According to a report to be published in October by the New York-based research firm Basex, interruptions such as spam, other unnecessary e-mail and instant-messages take up 28% of the average knowledge worker's day.
On top of that is what Basex chief analyst Jonathan Spira refers to as recovery time -- the time to get back to where you were before you were interrupted, which Spira says is 10 to 20 times the duration of the interruption. These interruptions account for up to 2.1 hours per worker per day. Multiply that by 56 million knowledge workers in the U.S., he calculates, and the cost is $650 billion per year.
For The Record
Los Angeles Times Saturday, August 02, 2008 Home Edition Main News Part A Page 2 National Desk 2 inches; 92 words Type of Material: Correction
E-mail: An article in Thursday's Section A about a backlash to e-mail said that the research firm Basex calculates that unnecessary e-mail and instant messages take up 28% of the average knowledge worker's day, and that this did not include "recovery time." The worker's recovery time -- the time it takes to resume work at the point it was interrupted -- is actually included in the 28%. In addition, the article stated that Basex's calculations will be reported in a study to be published in October. The study was published in 2005.
Susan Jamison, 48, a commercial litigation partner at Coblentz, Patch, Duffy & Bass, a San Francisco law firm, is stressed to the breaking point. She sometimes receives hundreds of e-mails a day, she says, and most days she gets about 40 case-related notes, often with lengthy attachments.
"If it's a multi-party case, it may generate maybe 20 e-mails from other people," she says. "So as you're trying to focus on it, you're getting this ping-ping-ping as people are chattering about the e-mail."
Even her phone calls show up on-screen as e-mails when she's already on a call. How can she focus enough to write a brief?
E-mail backlash started in earnest last year with "no e-mail" Fridays at companies such as Intel, U.S. Cellular and Deloitte & Touche. But popular opinion has it that this turned out to be not much more than a Band-Aid.
More recently, the movement accelerated as a new organization, Information Overload Research Group, held a conference in New York. According to Vice President Deva Hazarika (who is also chief executive of ClearContext Corp., a software development corporation), the nonprofit group formed when a number of researchers, academics and software developers came together to discuss the challenges they were seeing in corporations.
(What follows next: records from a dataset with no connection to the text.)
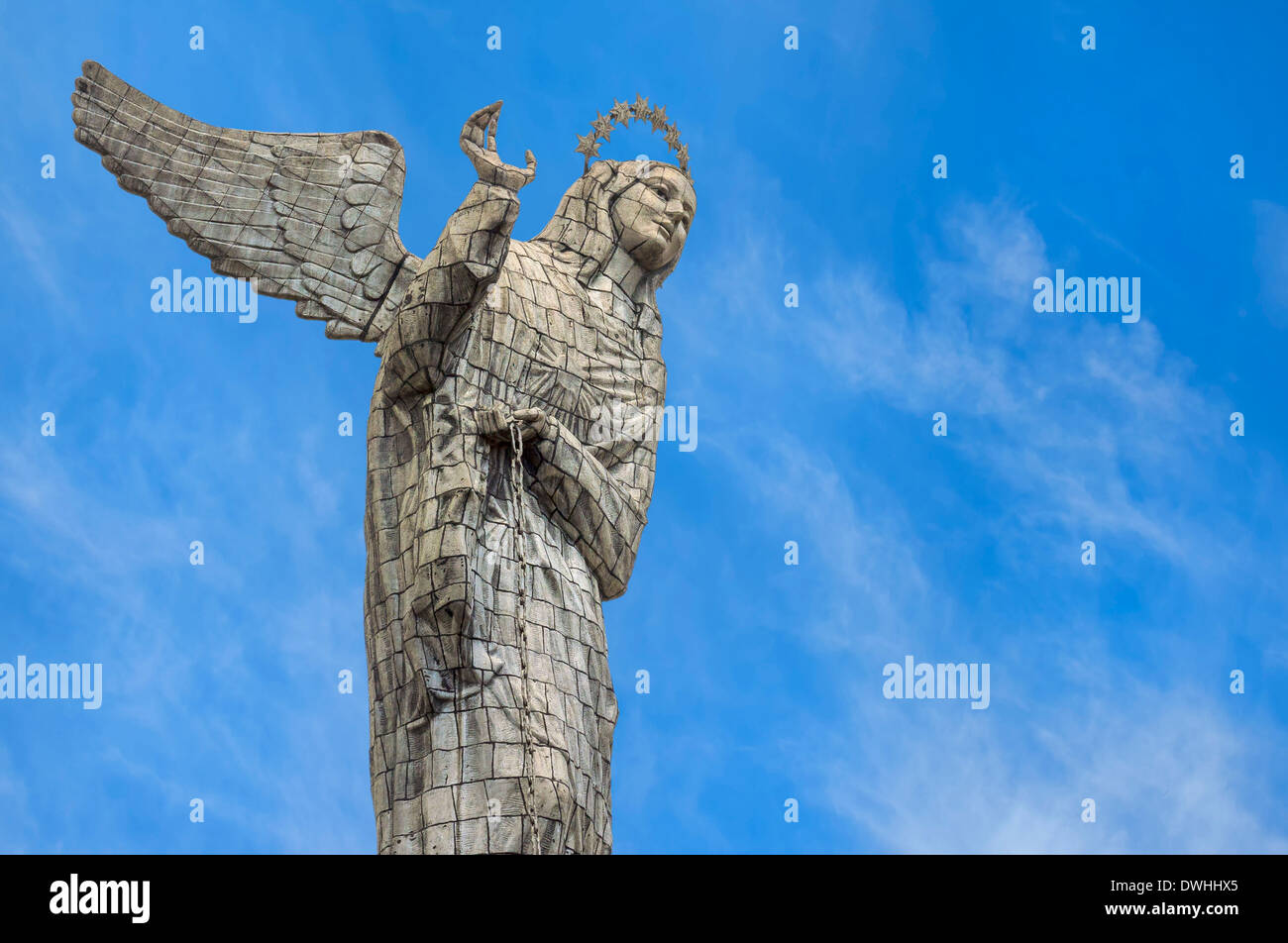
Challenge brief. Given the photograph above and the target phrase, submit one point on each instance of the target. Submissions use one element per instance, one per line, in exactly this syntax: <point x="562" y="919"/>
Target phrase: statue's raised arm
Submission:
<point x="312" y="218"/>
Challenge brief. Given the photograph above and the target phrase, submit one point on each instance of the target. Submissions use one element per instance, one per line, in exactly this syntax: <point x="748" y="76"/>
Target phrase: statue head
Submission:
<point x="653" y="214"/>
<point x="640" y="208"/>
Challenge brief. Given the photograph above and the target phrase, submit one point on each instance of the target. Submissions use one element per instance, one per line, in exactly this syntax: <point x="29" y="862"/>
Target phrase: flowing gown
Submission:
<point x="447" y="759"/>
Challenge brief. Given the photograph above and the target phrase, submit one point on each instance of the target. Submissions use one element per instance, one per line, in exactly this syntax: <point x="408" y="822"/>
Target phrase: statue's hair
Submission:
<point x="583" y="231"/>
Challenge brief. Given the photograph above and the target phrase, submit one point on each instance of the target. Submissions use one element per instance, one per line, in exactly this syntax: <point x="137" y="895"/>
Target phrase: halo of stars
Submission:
<point x="622" y="114"/>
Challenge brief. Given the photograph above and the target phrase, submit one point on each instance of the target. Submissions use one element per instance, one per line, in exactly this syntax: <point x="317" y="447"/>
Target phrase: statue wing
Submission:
<point x="310" y="217"/>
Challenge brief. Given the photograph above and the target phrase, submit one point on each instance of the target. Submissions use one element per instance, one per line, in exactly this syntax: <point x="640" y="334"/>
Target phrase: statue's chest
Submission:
<point x="549" y="340"/>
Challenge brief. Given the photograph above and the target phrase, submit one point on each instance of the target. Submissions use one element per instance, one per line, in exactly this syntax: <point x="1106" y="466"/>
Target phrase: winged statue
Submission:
<point x="501" y="509"/>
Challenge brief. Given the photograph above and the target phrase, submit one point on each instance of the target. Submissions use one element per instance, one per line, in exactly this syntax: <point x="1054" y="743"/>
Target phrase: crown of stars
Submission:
<point x="622" y="114"/>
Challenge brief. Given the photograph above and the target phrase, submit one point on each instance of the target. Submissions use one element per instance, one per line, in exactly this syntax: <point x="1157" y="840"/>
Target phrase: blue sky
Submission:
<point x="814" y="425"/>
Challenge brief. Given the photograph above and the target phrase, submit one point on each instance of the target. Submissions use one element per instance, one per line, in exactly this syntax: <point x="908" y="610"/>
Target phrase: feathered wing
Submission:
<point x="310" y="217"/>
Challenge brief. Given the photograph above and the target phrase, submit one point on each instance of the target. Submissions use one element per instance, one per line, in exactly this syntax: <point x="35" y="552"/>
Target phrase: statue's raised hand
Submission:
<point x="478" y="142"/>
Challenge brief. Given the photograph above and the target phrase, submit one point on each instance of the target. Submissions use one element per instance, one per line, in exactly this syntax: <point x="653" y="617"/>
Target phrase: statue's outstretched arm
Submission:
<point x="467" y="260"/>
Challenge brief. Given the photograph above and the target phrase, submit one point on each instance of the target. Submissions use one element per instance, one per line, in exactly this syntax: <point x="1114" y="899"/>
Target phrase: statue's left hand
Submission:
<point x="494" y="424"/>
<point x="478" y="142"/>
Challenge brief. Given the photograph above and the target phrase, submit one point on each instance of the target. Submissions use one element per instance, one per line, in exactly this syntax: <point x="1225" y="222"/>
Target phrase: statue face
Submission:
<point x="653" y="215"/>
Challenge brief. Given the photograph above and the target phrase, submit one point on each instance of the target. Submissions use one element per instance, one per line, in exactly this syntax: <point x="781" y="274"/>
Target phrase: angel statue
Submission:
<point x="501" y="509"/>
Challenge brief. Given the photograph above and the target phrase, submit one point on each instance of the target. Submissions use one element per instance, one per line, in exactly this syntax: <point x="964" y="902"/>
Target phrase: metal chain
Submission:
<point x="529" y="758"/>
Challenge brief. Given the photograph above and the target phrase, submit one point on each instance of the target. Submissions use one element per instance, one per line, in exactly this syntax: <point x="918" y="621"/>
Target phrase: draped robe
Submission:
<point x="445" y="677"/>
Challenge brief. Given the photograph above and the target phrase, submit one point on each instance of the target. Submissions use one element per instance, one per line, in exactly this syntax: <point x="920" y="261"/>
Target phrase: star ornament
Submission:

"We all felt that information overload was something that was such a big problem that some companies were beginning to be aware of it but a lot of people didn't realize the magnitude of the problem," Hazarika says. "And we could increase awareness."
Ironically, a number of the group's members work for the companies that created software that caused the problem in the first place -- including four at Microsoft Research, creator of Outlook. E-mail, Hazarika says, was the conference's main focus because it is "very much the primary cause" of information overload.